Dans le numéro du 2 avril, il y a un supplément mensuel du genre "art de vivre.

Un article parle des dîners avec des vins anciens. Le texte me concernant est le suivant :

"Yet another variation on the wine dinner theme can be found in France where the delightful French collector and bon vivant François Audouze continues to organise his extravagantly hedonistic – yet immaculately discreet wine dinners for like-minded epicureans. Formerly the CEO of steel company Arus, Audouze was looking for a way of sharing his passion for wine and food and hit upon a remarkably simple concept. Every month, Audouze’s website invites nine paying guests to an undisclosed two- or three-Michelin starred restaurant in Paris where he and they will enjoy 10 rare and exquisite wines from his magnificent personal cellar. (His pre-1945 collection alone accounts for over 10,000 bottles. “Younger” vintages are even more plentiful.)
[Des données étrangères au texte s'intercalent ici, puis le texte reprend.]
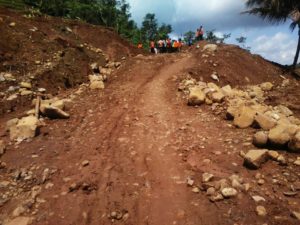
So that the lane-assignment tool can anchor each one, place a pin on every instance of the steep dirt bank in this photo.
(135, 153)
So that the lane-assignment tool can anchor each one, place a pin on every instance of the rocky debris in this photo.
(297, 162)
(54, 108)
(247, 109)
(282, 134)
(296, 215)
(53, 112)
(12, 24)
(294, 144)
(245, 117)
(206, 177)
(265, 122)
(255, 158)
(26, 127)
(261, 211)
(211, 48)
(2, 147)
(260, 139)
(229, 192)
(267, 86)
(26, 85)
(196, 96)
(257, 198)
(85, 163)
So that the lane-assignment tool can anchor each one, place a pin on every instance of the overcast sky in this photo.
(275, 43)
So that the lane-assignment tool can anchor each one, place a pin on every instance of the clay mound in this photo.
(53, 53)
(234, 66)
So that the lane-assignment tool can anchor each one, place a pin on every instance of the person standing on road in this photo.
(201, 33)
(152, 47)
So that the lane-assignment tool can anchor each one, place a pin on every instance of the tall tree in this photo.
(189, 36)
(278, 11)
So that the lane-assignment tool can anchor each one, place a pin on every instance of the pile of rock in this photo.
(100, 74)
(247, 109)
(253, 159)
(217, 190)
(28, 126)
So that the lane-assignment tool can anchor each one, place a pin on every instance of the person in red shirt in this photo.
(152, 46)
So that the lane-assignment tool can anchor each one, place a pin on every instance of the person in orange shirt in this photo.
(152, 46)
(140, 45)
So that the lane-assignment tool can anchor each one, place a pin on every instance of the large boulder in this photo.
(97, 85)
(294, 144)
(267, 86)
(245, 117)
(217, 96)
(196, 96)
(25, 128)
(26, 85)
(282, 134)
(260, 139)
(265, 122)
(53, 112)
(20, 221)
(255, 158)
(2, 147)
(210, 48)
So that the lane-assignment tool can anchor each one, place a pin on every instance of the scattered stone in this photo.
(282, 134)
(210, 48)
(206, 177)
(257, 198)
(196, 190)
(211, 191)
(116, 215)
(260, 139)
(297, 162)
(26, 85)
(12, 24)
(282, 161)
(53, 112)
(261, 211)
(2, 147)
(267, 86)
(294, 144)
(190, 182)
(97, 85)
(255, 158)
(217, 97)
(245, 117)
(216, 198)
(273, 155)
(296, 215)
(264, 122)
(229, 192)
(20, 221)
(215, 77)
(85, 163)
(25, 128)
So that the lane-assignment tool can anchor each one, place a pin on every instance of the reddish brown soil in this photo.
(143, 142)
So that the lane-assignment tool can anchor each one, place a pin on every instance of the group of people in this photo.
(169, 46)
(164, 46)
(199, 34)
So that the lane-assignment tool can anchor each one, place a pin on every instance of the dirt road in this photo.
(140, 143)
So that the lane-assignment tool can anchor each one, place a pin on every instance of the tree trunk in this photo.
(298, 49)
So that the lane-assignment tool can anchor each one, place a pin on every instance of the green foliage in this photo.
(278, 11)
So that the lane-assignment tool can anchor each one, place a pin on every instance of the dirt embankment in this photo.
(52, 53)
(134, 152)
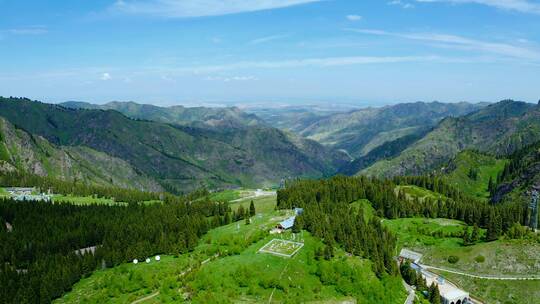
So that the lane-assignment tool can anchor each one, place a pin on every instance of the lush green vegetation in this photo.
(178, 158)
(412, 192)
(81, 190)
(503, 258)
(422, 233)
(471, 172)
(240, 273)
(39, 259)
(363, 130)
(225, 196)
(253, 277)
(505, 127)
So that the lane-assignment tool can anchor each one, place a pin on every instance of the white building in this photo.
(450, 294)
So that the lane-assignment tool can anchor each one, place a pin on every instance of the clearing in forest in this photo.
(282, 248)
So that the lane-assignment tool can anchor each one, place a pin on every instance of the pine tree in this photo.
(252, 209)
(466, 236)
(475, 236)
(491, 186)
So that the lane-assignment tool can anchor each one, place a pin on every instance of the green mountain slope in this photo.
(198, 116)
(499, 129)
(20, 151)
(179, 157)
(519, 176)
(358, 132)
(470, 171)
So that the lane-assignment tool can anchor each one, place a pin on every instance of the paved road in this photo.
(410, 290)
(482, 276)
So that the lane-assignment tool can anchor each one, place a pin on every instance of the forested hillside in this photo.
(327, 212)
(499, 129)
(196, 116)
(177, 157)
(519, 176)
(41, 252)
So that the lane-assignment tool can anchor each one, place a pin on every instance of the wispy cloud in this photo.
(198, 8)
(32, 30)
(504, 49)
(231, 78)
(267, 39)
(524, 6)
(354, 17)
(105, 76)
(403, 4)
(310, 62)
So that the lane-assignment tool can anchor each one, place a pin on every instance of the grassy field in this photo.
(503, 257)
(498, 292)
(486, 166)
(421, 234)
(225, 195)
(252, 277)
(499, 258)
(240, 274)
(128, 282)
(264, 205)
(420, 193)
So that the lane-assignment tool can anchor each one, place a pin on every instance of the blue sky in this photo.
(270, 51)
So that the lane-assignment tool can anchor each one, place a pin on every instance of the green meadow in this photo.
(226, 267)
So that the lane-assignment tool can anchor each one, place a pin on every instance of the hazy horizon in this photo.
(278, 51)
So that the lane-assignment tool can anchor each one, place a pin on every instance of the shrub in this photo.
(453, 259)
(480, 259)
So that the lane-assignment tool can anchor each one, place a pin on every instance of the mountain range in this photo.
(499, 129)
(174, 156)
(178, 149)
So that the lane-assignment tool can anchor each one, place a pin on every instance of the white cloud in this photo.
(199, 8)
(33, 30)
(354, 17)
(524, 6)
(400, 3)
(267, 39)
(460, 42)
(105, 76)
(232, 78)
(310, 62)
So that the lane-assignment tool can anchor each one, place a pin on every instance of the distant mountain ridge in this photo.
(186, 116)
(21, 151)
(178, 157)
(500, 129)
(360, 131)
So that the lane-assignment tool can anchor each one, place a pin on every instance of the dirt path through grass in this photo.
(155, 294)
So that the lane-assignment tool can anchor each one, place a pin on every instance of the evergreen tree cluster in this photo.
(414, 278)
(40, 257)
(496, 218)
(328, 215)
(17, 179)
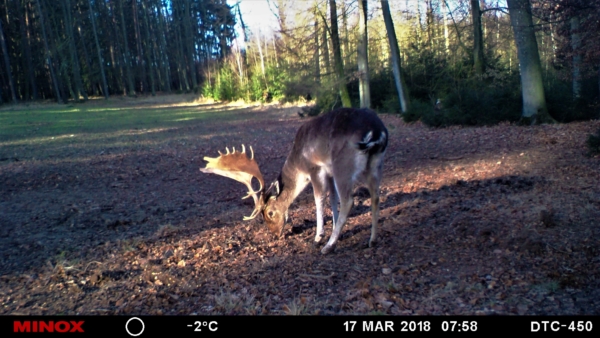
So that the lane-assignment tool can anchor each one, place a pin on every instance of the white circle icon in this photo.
(127, 327)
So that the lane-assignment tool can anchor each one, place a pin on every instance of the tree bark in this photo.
(189, 42)
(79, 91)
(337, 56)
(363, 56)
(148, 47)
(49, 55)
(99, 51)
(535, 110)
(126, 56)
(478, 58)
(575, 46)
(395, 51)
(316, 55)
(11, 81)
(26, 39)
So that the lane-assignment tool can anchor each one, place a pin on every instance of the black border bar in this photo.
(246, 326)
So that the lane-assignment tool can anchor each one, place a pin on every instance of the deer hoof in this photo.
(327, 249)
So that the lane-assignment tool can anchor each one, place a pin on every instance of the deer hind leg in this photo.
(373, 181)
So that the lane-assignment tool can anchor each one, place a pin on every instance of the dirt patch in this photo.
(493, 220)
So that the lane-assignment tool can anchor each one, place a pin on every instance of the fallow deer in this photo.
(332, 151)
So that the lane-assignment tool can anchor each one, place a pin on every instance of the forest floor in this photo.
(117, 219)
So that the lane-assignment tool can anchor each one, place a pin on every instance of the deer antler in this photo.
(237, 166)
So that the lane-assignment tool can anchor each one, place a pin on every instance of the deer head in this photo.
(237, 166)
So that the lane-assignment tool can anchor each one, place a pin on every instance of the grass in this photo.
(41, 122)
(76, 132)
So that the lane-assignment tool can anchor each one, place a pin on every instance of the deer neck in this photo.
(291, 183)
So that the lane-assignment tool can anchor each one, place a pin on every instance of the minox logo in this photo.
(62, 326)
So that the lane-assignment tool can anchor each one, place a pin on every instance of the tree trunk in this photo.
(575, 45)
(189, 42)
(164, 29)
(325, 44)
(316, 55)
(29, 63)
(478, 61)
(149, 46)
(337, 56)
(49, 55)
(395, 51)
(79, 91)
(11, 81)
(99, 51)
(363, 56)
(534, 100)
(126, 56)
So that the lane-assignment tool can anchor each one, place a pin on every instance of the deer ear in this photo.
(276, 184)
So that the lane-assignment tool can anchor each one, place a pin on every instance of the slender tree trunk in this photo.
(363, 56)
(27, 38)
(190, 43)
(11, 81)
(316, 55)
(395, 51)
(532, 86)
(346, 40)
(99, 51)
(337, 56)
(163, 31)
(140, 52)
(446, 33)
(575, 45)
(478, 61)
(49, 55)
(325, 44)
(79, 91)
(126, 56)
(149, 46)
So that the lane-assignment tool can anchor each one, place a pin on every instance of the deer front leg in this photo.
(319, 184)
(333, 199)
(345, 197)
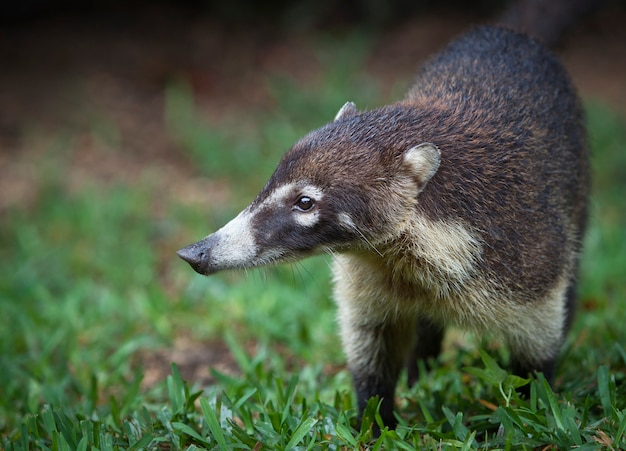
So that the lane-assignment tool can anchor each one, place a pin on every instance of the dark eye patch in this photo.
(304, 203)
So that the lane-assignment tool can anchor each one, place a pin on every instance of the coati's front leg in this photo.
(376, 336)
(376, 350)
(427, 345)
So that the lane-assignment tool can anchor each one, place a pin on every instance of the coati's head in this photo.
(349, 185)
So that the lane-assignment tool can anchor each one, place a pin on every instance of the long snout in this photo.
(198, 256)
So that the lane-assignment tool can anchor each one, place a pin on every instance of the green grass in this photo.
(90, 284)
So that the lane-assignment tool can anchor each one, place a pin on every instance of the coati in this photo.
(462, 204)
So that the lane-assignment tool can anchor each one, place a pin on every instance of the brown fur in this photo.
(463, 204)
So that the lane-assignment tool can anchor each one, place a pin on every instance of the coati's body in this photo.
(462, 204)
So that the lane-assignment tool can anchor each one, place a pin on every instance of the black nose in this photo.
(196, 255)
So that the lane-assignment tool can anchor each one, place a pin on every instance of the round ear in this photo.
(422, 162)
(347, 110)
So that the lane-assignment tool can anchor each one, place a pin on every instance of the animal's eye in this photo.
(304, 203)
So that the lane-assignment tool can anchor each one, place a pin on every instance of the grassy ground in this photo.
(90, 286)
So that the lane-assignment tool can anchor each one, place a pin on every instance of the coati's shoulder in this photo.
(494, 64)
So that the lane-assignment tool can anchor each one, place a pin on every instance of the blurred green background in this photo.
(128, 134)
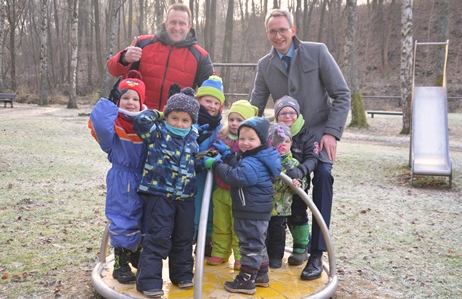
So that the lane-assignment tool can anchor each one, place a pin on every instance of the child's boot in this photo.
(208, 246)
(134, 257)
(244, 282)
(122, 271)
(300, 235)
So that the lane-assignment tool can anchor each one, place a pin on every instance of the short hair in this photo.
(180, 7)
(280, 13)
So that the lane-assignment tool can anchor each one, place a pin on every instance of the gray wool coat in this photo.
(315, 81)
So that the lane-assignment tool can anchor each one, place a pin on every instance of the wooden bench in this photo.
(7, 98)
(384, 112)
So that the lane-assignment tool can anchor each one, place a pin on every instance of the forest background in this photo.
(43, 64)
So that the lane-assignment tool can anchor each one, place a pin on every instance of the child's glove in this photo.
(174, 89)
(295, 173)
(157, 115)
(115, 94)
(278, 135)
(210, 161)
(222, 148)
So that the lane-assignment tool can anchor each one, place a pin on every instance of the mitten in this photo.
(278, 135)
(115, 94)
(174, 89)
(222, 148)
(210, 161)
(295, 173)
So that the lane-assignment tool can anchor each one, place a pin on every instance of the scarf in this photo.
(206, 118)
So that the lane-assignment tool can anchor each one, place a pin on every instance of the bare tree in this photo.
(106, 84)
(228, 40)
(358, 115)
(74, 55)
(2, 28)
(44, 55)
(406, 64)
(443, 36)
(14, 11)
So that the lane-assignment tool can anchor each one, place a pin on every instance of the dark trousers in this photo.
(276, 237)
(169, 234)
(323, 182)
(252, 236)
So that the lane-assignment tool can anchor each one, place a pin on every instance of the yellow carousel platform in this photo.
(209, 281)
(285, 282)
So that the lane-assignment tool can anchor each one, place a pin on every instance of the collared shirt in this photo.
(290, 54)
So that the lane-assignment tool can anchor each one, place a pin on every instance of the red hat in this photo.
(134, 82)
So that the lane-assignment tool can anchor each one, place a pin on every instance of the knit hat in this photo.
(244, 109)
(278, 134)
(134, 82)
(259, 124)
(213, 86)
(286, 101)
(183, 101)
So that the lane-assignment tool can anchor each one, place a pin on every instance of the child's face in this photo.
(130, 101)
(234, 120)
(287, 115)
(210, 103)
(248, 139)
(179, 119)
(284, 147)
Audouze not only hosts his hedonistic dinners (which usually cost just under € 1,000 / about £580 per person), he also selects the wines (and to an extent the food) so that not two events are the same. The result is a truly eclectic mix of wines and venerable old vintages. For instance, the dinner in January included an 1893 chateau Guiraud, a Nuits Saint Georges from 1915, a 1938 Mouton Rothschild and a 1954 Cos d’Estournel. All of which made Domaine de la Romanée Conti 1976 Grands Echezeaux and the ’82 Salon look positively infantile in comparison.

Audouze started his dinners about five years ago and now offers tailored events for companies too. As a result, his dinners attract aficionados from all over the world. Mostly, though, the people who attend tend to be men. “but at our next dinner we have four women, which I like. If it is all male, it can turn into a combat de coqs which I would rather avoid”, he adds.

Unlike most wine dinners, Audouze never does themes that focus on a single vintage or chateau. “Partly, this is because it then becomes an intellectual exercise about which wine is best”, he says. “Instead, I want people to enjoy and understand the wines rather than judge them. So my rules are simple. If you know something about wine – forget what you know. And if you think you know nothing about wine – forget that too”. Certainly, his dinners have occasionally been known to upset the form guide. “Once, we ranked a 1947 Moulin à Vent Beaujolais above a 1934 Latour”, says Audouze. ‘I love it when that happens, because it shows just how surprising and exciting wine can be”.

Ce n’est pas mal du tout.

La revue : Financial Times du 1 et 2 avril, supplément mensuel "How to spend it" avril 2006, page 66/67.